If you have had a little too much to drink before getting behind the wheel of your automobile, then you run the risk of driving negligently and being pulled over by a police officer. When this happens, you will likely be administered several field sobriety tests. Standardized Field Sobriety Tests (SFSTs) are a set of three physically and cognitively interactive examinations that a law enforcement officer may give to a suspected intoxicated driver.
The Three SFSTs
There are three federally established standardized field sobriety tests that police officers will administer to suspected drunk drivers. These include the following:
- Horizontal Gaze Nystagmus (HGN): When the eyes rotate around at high peripheral angles, they involuntarily begin to jerk (a phenomenon known as horizontal gaze nystagmus). If a person is intoxicated, their eyes begin jerking at much lower angles, and they are unable to track slowly moving objects. During this test, the officer asks the driver to follow light from a small flashlight and checks the eyes for signs of intoxication.
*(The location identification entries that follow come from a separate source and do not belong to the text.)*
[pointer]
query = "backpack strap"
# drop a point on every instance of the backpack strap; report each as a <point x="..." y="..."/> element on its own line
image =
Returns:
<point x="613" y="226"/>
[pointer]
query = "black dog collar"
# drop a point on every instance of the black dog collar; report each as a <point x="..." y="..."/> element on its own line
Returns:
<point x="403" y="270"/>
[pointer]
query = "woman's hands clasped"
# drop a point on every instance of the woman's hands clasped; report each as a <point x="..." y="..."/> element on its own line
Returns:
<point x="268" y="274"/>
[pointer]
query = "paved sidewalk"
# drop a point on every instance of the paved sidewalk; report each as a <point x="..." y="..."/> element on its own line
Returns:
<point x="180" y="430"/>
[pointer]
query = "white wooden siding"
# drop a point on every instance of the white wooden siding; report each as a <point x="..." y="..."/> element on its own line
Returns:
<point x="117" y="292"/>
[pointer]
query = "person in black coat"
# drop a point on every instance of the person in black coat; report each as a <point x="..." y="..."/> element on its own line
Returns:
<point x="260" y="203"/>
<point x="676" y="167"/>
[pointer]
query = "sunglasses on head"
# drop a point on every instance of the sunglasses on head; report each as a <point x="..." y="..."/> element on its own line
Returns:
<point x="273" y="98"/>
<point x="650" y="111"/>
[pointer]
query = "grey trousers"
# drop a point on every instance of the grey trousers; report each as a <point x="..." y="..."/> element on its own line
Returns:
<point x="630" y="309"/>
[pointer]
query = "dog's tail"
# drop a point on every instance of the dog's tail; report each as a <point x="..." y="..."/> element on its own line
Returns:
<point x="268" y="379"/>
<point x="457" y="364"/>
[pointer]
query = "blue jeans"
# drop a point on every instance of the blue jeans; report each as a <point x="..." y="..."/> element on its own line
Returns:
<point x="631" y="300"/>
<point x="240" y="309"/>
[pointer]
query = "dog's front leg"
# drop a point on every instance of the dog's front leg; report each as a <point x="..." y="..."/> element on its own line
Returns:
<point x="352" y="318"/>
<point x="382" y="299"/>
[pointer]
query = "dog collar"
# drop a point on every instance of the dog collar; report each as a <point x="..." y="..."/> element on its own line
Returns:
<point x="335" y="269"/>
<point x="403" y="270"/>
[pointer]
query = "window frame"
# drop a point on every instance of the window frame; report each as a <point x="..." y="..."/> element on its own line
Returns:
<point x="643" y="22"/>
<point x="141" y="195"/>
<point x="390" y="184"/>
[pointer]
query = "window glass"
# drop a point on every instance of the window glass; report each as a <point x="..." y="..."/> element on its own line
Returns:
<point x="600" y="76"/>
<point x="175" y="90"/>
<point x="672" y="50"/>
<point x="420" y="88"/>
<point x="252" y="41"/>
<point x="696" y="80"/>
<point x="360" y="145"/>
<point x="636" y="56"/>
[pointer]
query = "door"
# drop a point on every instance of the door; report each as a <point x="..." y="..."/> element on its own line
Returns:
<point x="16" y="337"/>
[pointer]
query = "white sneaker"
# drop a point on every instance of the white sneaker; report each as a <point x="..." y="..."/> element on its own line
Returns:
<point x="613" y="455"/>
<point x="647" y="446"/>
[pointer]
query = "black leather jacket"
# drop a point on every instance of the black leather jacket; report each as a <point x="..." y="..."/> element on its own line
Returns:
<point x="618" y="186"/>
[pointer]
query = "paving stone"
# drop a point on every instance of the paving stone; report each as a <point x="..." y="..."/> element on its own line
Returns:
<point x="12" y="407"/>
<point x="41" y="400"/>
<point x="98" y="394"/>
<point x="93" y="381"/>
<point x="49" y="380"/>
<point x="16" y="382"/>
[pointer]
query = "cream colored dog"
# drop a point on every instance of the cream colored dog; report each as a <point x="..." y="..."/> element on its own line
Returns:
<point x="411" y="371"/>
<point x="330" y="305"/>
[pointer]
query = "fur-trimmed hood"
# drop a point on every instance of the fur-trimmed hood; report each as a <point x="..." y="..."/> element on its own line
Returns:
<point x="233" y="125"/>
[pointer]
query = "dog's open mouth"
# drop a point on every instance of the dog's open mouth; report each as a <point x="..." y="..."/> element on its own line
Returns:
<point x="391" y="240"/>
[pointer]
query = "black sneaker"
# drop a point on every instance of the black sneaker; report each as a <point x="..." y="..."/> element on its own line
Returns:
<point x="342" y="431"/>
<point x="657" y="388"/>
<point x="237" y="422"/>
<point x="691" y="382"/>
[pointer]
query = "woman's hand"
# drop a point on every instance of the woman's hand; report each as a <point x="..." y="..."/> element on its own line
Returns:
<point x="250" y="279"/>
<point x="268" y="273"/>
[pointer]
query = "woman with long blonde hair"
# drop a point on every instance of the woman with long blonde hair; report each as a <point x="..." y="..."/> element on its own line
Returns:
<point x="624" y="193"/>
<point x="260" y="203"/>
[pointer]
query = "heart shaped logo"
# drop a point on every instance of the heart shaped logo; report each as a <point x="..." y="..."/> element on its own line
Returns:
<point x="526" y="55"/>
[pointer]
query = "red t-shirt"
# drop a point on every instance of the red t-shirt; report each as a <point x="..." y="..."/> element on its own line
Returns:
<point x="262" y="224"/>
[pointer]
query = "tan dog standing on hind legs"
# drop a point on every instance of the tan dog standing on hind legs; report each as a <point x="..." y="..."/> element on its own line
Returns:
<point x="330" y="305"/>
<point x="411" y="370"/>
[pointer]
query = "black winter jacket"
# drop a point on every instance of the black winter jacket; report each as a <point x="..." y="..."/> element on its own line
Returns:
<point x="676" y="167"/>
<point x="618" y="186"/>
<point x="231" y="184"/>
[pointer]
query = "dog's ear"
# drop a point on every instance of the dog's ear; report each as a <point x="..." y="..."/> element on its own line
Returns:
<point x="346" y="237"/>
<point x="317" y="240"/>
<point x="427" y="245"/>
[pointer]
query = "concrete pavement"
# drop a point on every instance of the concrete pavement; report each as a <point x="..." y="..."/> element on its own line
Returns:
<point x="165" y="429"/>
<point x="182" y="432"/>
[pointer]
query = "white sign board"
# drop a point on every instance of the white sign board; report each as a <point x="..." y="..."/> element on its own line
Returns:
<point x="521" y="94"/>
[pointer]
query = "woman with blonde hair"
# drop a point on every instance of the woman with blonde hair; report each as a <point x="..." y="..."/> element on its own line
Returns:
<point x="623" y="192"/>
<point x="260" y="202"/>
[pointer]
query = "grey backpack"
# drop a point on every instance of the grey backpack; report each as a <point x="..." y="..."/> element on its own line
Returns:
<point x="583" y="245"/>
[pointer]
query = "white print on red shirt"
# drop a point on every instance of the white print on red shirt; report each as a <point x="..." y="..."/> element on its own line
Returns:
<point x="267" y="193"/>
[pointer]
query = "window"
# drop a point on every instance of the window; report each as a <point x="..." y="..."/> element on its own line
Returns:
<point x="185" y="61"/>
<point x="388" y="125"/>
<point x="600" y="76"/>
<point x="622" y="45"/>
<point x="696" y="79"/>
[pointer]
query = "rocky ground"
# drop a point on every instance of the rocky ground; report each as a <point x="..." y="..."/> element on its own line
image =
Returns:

- Walk and Turn: The driver is asked to take nine steps along a straight line. He or she must walk heel-to-toe the entire way, then turn on one foot and walk in the same manner back to the starting point. The officer checks for signs of intoxication, such as inability to maintain balance, stepping off the line, not fully following instructions, or inability to walk and turn in the defined manner.
- One Leg Stand: For 30 seconds, the driver must stand on one foot and count up, beginning at one-thousand. The officer checks for signs of intoxication, such as swaying, inability to balance, improper counting, or hopping.
Statistics show that when all three tests are administered to a suspected drunk driver, officers are able to correctly tell if a person is intoxicated in about 91% of all cases.